Glossary ML

Machine learning/ deep learning terms

Batch

The set of examples used in one training iteration. The batch size determines the number of examples in a batch.

Batchnorm

During training this layer calculates mean .mean() and variance .std() over mini-batch, $\gamma$ and $\beta$ ($\gamma$=1, $\beta$=0 by default) are learnable parameter vectors of size $C$ (where $C$ is the input size). Computed mean and variance are then used for normalization during evaluation (validation/ inference).

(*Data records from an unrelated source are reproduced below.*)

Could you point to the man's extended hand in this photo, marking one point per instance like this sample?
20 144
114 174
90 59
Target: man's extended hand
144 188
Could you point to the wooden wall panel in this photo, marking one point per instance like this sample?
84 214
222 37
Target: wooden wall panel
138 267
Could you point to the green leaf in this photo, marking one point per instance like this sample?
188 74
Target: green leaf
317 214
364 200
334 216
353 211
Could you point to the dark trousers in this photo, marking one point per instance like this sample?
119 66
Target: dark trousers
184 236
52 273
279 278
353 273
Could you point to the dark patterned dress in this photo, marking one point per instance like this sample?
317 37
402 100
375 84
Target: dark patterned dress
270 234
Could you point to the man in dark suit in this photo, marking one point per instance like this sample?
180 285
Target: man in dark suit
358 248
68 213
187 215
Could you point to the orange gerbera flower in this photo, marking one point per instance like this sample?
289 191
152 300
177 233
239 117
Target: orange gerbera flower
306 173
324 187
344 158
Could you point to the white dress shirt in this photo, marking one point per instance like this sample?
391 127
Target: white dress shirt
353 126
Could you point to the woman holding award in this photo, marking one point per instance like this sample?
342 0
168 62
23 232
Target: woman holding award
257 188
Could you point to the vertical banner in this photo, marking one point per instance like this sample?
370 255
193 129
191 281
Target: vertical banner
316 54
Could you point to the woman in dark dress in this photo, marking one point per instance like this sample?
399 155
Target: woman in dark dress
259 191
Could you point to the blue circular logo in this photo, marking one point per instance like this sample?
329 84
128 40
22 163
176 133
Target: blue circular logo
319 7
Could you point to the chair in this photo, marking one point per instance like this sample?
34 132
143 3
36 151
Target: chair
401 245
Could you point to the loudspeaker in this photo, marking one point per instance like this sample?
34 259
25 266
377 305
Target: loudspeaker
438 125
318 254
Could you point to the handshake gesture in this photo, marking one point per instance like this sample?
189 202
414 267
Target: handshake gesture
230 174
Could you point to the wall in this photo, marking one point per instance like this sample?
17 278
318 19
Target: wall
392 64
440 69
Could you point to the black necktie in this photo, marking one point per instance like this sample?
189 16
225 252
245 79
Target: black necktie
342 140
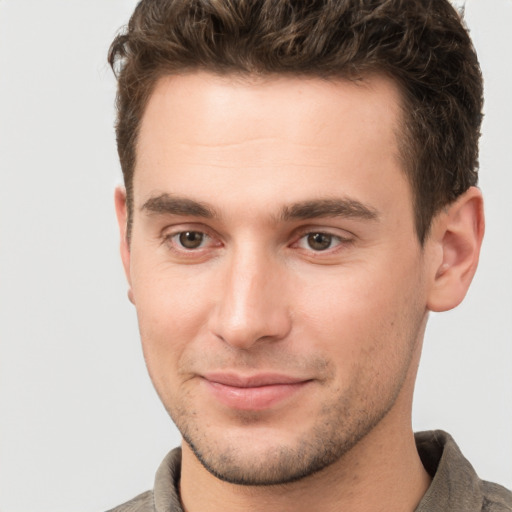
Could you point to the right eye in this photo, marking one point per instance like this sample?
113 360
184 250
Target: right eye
190 239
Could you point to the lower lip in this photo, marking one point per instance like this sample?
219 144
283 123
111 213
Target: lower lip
253 398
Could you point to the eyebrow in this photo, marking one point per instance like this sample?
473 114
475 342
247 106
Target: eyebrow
316 208
173 205
343 207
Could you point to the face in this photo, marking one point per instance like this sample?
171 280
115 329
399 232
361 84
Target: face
279 283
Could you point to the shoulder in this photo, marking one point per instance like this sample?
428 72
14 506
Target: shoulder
496 498
455 485
141 503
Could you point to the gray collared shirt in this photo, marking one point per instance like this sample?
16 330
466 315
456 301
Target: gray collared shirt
455 486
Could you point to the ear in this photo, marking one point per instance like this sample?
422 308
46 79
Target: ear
457 232
122 220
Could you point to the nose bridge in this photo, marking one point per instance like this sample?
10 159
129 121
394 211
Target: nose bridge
251 306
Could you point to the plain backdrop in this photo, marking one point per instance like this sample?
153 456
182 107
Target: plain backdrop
81 428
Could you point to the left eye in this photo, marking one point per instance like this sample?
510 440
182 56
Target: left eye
319 241
190 239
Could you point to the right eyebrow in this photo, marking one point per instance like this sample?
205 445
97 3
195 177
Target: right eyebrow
175 205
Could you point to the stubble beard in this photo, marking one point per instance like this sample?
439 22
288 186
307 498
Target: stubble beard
339 428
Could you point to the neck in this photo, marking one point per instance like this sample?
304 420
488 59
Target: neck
382 472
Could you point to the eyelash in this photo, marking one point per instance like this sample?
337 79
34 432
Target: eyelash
172 240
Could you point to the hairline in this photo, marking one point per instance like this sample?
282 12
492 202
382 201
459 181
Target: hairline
405 141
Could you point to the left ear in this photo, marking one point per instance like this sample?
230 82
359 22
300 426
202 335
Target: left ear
457 232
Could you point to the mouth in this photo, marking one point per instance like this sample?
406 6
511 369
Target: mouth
255 392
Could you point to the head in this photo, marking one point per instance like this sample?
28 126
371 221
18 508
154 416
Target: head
298 197
422 46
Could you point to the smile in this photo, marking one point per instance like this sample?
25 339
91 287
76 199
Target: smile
254 393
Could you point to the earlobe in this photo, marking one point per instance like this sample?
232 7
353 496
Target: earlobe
121 212
458 231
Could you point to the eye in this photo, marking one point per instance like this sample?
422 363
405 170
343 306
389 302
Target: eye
190 239
319 241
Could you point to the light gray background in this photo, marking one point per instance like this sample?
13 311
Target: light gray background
81 428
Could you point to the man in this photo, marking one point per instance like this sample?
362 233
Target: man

\[y = \frac{x - \mathrm{E}[x]}{\sqrt{\mathrm{Var}[x] + \epsilon}} *\gamma +\beta\]

Batch size

The number of examples in a batch. For instance, if the batch size is 100, then the model processes 100 examples per iteration.

Dropout

During training, randomly zeroes some of the elements of the input tensor with probability $p$ (0.5 by default) using samples from a Bernoulli distribution. It helps to regulate and preventing the co-adaptation of neurons.

Epoch

All examples have been processed once over the entire training set. An epoch represents N/ batch size training iterations, where N is the total number of examples.

Iteration

A single update of a model’s parameters (weights and biase) during training.

Mini-batch

in which batch size is usually between 10 and 1000 (most efficient).

Stochastic Gradient Descent (SGD)

in which batch size is 1.